= St. Martin's, Wisconsin =

St. Martin's (also St. Martins or Saint Martins) is a former hamlet in the Town of Franklin, in Milwaukee County, Wisconsin, United States.

==History==
It was settled during the 1830s and 1840s, and became more developed after the arrival of Father Martin Kundig in 1847. He established Holy Assumption Parish and was a key force in platting the settlement in 1850. Because some German immigrants had trouble understanding the English-speaking Irish worshipers, construction of another Catholic church was requested. A portion of the land deeded to Holy Assumption Church in St. Martin's was donated for construction of Sacred Hearts Catholic Church to accommodate the German language-speaking congregants in 1858.

A five-story windmill for grinding grain was moved from Kenosha County to St. Martins in 1868 and served farmers until it was torn down in 1934.

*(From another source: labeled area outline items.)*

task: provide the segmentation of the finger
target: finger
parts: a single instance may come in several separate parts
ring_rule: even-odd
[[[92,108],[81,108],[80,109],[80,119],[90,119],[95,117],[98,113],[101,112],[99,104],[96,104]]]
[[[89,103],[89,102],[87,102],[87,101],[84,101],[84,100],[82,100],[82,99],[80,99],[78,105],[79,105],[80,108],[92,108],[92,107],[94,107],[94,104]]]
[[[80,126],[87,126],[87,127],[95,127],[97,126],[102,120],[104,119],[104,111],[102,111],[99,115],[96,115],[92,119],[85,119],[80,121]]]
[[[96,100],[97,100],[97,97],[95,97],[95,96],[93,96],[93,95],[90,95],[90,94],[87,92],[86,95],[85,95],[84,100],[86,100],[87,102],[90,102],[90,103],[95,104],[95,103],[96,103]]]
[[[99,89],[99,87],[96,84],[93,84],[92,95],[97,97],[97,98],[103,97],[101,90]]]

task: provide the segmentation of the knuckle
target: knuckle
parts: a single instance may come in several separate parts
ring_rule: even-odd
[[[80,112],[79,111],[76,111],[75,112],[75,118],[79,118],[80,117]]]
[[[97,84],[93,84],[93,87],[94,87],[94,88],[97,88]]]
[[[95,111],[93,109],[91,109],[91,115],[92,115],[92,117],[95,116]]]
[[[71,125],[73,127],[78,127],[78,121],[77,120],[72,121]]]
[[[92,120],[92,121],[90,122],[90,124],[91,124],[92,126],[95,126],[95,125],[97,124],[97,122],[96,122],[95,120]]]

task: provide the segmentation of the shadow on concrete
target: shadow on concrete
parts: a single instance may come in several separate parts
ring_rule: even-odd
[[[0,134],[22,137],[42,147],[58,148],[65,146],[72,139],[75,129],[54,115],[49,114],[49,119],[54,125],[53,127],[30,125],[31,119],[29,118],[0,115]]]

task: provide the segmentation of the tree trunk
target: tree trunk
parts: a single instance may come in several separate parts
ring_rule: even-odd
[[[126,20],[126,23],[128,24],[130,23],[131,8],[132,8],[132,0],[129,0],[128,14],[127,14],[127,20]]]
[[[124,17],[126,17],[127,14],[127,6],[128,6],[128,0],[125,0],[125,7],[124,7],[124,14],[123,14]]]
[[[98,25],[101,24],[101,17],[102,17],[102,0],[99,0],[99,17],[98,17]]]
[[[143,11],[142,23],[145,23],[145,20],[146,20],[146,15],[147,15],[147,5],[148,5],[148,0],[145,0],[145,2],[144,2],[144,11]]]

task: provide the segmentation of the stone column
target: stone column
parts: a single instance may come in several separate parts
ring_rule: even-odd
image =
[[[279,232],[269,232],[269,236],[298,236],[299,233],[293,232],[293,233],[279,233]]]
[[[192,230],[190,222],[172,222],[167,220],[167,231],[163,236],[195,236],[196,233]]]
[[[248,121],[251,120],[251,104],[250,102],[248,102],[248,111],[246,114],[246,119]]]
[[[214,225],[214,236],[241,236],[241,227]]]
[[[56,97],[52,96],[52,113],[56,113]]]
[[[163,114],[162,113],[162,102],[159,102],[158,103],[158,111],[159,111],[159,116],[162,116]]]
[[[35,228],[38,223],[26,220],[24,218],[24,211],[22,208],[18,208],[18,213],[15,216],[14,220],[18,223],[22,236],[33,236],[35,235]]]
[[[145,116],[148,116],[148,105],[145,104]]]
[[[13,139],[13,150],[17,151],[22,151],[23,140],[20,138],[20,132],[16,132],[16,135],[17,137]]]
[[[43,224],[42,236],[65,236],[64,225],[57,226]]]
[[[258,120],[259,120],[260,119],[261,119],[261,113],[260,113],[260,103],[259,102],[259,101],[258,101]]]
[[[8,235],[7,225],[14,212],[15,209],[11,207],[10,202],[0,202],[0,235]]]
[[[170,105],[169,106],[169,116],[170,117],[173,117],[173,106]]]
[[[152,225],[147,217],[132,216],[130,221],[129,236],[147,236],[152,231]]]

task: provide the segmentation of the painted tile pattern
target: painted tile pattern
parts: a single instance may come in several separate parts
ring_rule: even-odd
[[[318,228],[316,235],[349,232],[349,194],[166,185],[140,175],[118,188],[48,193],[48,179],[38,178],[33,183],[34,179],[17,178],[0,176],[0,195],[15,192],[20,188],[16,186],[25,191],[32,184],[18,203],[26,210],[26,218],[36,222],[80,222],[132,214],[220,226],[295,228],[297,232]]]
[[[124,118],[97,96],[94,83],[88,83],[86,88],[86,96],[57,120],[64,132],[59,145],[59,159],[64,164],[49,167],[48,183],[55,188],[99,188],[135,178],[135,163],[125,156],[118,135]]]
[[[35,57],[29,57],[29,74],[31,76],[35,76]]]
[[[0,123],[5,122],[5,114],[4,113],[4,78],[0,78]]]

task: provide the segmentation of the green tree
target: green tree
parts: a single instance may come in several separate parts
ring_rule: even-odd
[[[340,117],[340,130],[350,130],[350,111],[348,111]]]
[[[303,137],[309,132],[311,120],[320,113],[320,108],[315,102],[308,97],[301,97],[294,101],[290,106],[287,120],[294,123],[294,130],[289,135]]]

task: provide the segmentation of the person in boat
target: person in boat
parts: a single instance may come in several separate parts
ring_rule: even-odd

In Turner, Turner and Reinsch's 1898 Hand Book of Wisconsin: Its History and Geography ... and Resources, Industries, and Commerce, it is listed as having a population of 146, and is described as follows:It has a feed mill, four general stores, a shoe shop, a blacksmiths shops, and a daily mail.

The Milwaukee Electric Railway and Light Company interurban railway had a "St. Martin's Junction" stop from 1904 to 1939. The Labor Day fair formerly held in Hales Corners was moved to St. Martin's in 1958, and is now known as the St. Martin's Fair.